Integrity constraints also guarantee that relationships between tables are clearly defined and maintained through foreign keys, which are columns or sets of columns in one table that reference the primary key of another table. 

These constraints confirm that the data in each field adheres to specified formats and values and that any additional rules tailored to specific organizational needs are met.

Data retention

Retention guidelines and policies specify how long data should be stored in a database to enforce consistency and minimize errors that stem from old information. Data backups can protect against data loss and provide a fail-safe in the event of system failures, data corruption or other unforeseen incidents that might compromise data integrity. Effective backup strategies should include regular snapshots of data stored in secure, geographically dispersed locations to confirm data can be restored with minimal loss.

Access, security and physical integrity

Connectivity and data access also play pivotal roles in maintaining data integrity. Ensuring seamless connectivity between different data sources and systems allows for the consistent flow of information across the organization. 

Managing data access helps to ensure that only authorized personnel can modify or interact with data to reduce the risk of accidental or malicious data tampering.

In addition, ongoing vigilance across the organization also helps maintain data integrity. Regular error checking, cybersecurity awareness and clear communication among team members about the significance of accurate data are important.

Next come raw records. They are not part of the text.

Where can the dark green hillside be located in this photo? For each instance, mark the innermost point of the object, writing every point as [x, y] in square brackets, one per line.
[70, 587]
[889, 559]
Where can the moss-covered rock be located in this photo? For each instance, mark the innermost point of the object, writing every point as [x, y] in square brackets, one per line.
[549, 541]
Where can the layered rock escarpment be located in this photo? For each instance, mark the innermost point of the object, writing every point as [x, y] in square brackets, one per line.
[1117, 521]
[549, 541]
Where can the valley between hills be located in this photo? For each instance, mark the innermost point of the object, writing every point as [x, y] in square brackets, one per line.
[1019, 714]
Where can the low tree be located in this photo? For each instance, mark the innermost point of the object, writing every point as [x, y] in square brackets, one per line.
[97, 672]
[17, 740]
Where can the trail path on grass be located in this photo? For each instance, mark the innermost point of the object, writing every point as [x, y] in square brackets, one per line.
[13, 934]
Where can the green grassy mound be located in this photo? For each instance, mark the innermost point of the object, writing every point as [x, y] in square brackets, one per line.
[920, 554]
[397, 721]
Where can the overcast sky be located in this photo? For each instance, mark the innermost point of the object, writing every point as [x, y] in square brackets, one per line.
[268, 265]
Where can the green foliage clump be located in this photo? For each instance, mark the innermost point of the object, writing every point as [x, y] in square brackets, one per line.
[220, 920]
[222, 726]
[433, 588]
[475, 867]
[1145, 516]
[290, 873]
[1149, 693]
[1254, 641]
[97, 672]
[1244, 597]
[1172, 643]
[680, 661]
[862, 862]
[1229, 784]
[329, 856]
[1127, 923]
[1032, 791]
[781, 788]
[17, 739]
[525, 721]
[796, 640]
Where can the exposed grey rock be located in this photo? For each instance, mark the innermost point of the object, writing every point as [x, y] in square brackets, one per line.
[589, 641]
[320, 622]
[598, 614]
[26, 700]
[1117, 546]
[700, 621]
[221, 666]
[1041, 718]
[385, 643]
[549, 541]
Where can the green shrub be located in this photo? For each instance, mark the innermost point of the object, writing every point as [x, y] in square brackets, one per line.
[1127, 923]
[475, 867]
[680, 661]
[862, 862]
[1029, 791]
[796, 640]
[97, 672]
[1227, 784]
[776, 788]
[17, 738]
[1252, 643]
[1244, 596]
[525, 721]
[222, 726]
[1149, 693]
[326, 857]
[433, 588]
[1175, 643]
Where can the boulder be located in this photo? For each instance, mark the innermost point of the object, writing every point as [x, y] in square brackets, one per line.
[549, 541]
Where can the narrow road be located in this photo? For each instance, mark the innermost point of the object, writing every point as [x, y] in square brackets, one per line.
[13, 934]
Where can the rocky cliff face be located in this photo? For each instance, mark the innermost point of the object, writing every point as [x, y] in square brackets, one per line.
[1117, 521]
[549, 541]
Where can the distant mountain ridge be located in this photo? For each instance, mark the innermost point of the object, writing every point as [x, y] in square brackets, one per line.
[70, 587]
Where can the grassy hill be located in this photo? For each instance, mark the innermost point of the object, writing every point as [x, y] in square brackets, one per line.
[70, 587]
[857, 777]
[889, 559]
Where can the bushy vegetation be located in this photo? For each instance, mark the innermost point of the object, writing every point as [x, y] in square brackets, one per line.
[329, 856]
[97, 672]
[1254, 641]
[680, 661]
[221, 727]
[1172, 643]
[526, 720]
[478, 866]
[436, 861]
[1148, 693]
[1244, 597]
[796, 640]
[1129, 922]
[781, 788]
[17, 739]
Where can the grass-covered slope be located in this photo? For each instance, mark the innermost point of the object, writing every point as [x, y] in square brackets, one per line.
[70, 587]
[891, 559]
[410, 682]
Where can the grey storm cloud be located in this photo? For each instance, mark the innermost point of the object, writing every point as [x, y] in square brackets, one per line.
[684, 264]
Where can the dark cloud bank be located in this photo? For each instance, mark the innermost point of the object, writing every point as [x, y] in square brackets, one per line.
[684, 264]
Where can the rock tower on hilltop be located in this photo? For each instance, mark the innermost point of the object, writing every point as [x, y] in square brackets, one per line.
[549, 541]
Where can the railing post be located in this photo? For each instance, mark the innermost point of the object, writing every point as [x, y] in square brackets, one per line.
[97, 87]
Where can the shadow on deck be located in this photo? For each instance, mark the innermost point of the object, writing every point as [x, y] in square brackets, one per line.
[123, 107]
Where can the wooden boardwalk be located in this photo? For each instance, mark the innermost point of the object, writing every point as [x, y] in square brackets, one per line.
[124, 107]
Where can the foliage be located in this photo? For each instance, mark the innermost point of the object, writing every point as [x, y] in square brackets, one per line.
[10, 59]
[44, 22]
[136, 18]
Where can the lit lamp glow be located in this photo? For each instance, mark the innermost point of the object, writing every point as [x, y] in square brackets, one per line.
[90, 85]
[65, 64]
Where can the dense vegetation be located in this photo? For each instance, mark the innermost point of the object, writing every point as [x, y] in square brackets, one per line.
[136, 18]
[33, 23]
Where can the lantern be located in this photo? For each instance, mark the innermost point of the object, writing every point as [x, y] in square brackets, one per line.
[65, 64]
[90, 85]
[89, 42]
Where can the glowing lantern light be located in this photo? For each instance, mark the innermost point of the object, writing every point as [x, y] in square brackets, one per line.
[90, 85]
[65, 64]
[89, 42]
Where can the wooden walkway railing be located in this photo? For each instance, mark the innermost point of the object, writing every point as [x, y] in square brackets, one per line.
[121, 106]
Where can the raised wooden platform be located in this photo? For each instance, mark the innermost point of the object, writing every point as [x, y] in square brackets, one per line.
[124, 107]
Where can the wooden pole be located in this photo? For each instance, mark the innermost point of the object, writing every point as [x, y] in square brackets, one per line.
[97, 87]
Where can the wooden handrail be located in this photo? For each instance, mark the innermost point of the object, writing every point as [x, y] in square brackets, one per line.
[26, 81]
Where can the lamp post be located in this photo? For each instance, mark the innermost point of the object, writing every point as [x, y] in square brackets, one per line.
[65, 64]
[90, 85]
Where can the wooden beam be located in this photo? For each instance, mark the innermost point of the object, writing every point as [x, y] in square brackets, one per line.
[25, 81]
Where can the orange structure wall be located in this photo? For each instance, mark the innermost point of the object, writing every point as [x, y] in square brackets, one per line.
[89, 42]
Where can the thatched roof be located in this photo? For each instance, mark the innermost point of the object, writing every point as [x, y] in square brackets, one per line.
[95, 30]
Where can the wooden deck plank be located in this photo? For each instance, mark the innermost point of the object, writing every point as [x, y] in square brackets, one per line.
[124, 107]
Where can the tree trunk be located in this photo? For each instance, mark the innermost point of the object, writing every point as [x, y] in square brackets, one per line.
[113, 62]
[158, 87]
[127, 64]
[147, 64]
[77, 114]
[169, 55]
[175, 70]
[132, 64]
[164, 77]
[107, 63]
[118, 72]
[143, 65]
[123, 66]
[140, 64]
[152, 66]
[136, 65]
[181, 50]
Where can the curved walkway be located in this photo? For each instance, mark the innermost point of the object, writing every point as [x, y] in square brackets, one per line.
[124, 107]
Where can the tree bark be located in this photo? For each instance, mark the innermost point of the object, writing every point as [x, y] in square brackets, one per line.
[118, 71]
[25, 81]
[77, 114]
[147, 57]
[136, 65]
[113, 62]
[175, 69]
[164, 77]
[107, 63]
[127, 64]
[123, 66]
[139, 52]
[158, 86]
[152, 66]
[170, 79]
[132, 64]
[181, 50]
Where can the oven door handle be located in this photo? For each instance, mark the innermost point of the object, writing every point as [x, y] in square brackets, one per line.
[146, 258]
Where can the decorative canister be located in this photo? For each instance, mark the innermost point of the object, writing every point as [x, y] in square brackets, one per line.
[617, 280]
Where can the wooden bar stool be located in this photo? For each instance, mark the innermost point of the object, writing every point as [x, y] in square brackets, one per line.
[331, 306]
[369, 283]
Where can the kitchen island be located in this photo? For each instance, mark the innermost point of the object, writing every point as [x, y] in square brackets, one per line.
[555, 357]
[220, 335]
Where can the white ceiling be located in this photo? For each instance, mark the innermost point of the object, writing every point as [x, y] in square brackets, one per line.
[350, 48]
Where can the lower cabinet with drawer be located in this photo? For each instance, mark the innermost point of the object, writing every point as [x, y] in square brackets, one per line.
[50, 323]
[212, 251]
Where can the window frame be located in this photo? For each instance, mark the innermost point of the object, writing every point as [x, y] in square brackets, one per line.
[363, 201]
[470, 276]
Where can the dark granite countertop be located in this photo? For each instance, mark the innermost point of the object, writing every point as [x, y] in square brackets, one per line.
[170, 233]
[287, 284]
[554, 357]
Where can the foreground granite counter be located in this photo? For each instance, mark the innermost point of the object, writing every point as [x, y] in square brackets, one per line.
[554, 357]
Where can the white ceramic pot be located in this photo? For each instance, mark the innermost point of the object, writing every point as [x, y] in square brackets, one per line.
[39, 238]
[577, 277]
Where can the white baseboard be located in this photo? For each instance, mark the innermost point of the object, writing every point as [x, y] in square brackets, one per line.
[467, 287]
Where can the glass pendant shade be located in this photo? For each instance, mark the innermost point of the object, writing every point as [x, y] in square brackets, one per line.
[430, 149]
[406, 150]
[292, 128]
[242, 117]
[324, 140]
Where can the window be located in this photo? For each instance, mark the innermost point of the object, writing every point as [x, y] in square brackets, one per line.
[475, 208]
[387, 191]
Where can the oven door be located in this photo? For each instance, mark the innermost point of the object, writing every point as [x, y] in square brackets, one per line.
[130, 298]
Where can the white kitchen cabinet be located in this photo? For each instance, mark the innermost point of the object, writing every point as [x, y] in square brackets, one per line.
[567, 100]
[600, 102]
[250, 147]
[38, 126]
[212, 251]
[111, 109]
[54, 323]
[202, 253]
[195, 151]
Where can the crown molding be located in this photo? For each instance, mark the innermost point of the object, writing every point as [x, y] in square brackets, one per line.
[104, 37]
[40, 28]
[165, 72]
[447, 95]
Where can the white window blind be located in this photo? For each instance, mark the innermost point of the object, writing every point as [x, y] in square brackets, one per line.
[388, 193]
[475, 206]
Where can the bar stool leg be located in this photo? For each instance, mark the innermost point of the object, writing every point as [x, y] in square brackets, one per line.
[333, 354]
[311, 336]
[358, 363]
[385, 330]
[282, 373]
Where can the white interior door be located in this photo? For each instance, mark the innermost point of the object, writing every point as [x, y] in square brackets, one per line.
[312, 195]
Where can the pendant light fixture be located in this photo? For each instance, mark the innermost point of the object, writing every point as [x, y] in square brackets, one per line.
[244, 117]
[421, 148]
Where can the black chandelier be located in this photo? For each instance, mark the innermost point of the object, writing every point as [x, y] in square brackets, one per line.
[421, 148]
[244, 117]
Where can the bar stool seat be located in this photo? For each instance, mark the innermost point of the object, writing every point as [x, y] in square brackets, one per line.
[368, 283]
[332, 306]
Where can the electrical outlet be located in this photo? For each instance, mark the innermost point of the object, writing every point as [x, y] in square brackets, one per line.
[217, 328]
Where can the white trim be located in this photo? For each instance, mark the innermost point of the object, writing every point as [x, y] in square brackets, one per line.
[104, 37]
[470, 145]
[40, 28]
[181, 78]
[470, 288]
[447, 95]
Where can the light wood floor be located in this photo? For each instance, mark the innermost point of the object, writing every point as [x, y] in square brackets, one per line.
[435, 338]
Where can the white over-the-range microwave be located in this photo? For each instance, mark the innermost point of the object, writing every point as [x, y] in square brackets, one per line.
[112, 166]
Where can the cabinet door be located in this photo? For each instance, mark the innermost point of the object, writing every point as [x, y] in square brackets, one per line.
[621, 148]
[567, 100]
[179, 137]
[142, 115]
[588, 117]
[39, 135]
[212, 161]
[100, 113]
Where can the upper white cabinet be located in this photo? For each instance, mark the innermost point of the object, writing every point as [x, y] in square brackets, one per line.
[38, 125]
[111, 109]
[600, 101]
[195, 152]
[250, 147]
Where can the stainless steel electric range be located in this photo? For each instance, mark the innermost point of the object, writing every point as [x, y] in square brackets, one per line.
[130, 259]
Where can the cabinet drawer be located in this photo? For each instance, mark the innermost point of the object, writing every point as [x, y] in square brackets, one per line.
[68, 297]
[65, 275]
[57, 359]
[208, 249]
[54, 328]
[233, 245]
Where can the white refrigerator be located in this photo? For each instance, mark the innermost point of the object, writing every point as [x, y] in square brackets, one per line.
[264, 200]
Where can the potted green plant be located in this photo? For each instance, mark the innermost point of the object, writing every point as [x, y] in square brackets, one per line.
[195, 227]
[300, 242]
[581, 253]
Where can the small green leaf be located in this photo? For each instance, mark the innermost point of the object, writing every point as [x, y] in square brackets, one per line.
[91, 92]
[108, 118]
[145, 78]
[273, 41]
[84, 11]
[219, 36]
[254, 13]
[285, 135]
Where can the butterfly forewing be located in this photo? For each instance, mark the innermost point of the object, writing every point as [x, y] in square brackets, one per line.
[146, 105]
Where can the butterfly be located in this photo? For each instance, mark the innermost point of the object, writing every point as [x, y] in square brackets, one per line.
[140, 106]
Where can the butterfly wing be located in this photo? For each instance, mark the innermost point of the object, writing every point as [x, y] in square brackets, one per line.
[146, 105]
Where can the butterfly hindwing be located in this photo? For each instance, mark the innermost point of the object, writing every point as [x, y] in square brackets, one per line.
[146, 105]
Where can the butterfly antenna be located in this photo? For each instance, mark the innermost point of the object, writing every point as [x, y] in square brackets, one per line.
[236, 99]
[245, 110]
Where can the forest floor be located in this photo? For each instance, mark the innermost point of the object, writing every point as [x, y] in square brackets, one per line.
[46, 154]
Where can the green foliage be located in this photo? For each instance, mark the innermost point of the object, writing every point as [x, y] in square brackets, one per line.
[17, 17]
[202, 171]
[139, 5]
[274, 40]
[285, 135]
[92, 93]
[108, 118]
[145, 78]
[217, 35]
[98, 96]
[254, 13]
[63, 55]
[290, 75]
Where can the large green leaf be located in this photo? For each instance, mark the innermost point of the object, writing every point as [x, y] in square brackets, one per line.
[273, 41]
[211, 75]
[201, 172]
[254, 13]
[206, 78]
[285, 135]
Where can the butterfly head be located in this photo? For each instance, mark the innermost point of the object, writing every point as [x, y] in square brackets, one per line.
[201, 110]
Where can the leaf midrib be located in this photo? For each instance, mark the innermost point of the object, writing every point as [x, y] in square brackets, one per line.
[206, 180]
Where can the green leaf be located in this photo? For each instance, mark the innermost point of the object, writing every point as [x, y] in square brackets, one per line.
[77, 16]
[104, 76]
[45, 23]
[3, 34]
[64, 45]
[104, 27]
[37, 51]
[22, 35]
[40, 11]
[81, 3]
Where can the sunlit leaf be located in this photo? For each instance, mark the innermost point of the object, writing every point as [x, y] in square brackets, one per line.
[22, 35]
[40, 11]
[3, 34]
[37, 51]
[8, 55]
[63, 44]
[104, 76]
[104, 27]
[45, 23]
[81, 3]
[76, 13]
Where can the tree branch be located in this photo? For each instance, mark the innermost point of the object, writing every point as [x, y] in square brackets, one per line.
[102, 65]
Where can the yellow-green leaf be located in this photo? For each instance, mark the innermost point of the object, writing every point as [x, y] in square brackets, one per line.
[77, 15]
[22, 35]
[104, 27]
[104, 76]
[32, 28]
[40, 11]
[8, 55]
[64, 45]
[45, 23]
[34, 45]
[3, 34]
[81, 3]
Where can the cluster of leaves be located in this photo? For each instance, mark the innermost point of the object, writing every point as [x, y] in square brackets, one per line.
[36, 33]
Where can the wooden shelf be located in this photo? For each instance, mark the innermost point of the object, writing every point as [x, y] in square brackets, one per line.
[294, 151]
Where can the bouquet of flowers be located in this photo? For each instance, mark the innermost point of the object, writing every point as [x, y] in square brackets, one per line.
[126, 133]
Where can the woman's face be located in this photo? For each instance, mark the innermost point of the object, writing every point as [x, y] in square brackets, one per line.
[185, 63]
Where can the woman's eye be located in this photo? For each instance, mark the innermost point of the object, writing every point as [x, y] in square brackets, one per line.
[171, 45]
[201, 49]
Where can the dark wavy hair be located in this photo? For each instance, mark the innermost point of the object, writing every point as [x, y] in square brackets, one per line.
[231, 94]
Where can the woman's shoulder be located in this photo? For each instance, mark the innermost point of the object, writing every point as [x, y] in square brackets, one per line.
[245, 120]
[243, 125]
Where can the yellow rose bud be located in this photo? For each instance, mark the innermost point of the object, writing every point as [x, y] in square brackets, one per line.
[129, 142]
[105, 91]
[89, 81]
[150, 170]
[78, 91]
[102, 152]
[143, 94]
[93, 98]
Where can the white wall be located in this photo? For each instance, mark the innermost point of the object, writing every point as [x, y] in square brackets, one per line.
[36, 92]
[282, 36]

Organizations must ensure the physical integrity of data, using measures like uninterruptible power supplies and redundant hardware.  

Tools

Once data is collected, strong database management practices can enforce rules that prevent the creation of duplicate data. Leveraging technology like data lineage tools - which trace data origin and transformations - for audit trials, data catalogs that offer access control security features, rigorous input validation processes and a modern database system to help prevent integrity breaches. 

Database systems come equipped with features that support integrity constraints, offloading the responsibility of checking for accuracy to the database itself. For example, mechanisms such as parent-and-child relationships illustrate how referential integrity processes managed at the database level can automatically safeguard data integrity by helping to ensure that relationships between records are preserved, preventing orphaned records and unauthorized deletions.

Data validation tools like IBM Databand and Ataccama are an essential step for achieving accuracy, consistency and completeness. Validation tools help to identify discrepancies or anomalies that might indicate issues. Once integrated into a data management system these tools verify the quality and integrity of the data continually.

This centralized approach helps keep data management systems stable while ensuring reusability and easy data maintenance across different applications.

Education and culture

An enterprise keen to foster a culture that prioritizes data accuracy and security must educate business leaders and employees about the risks of using unsafe or bad data.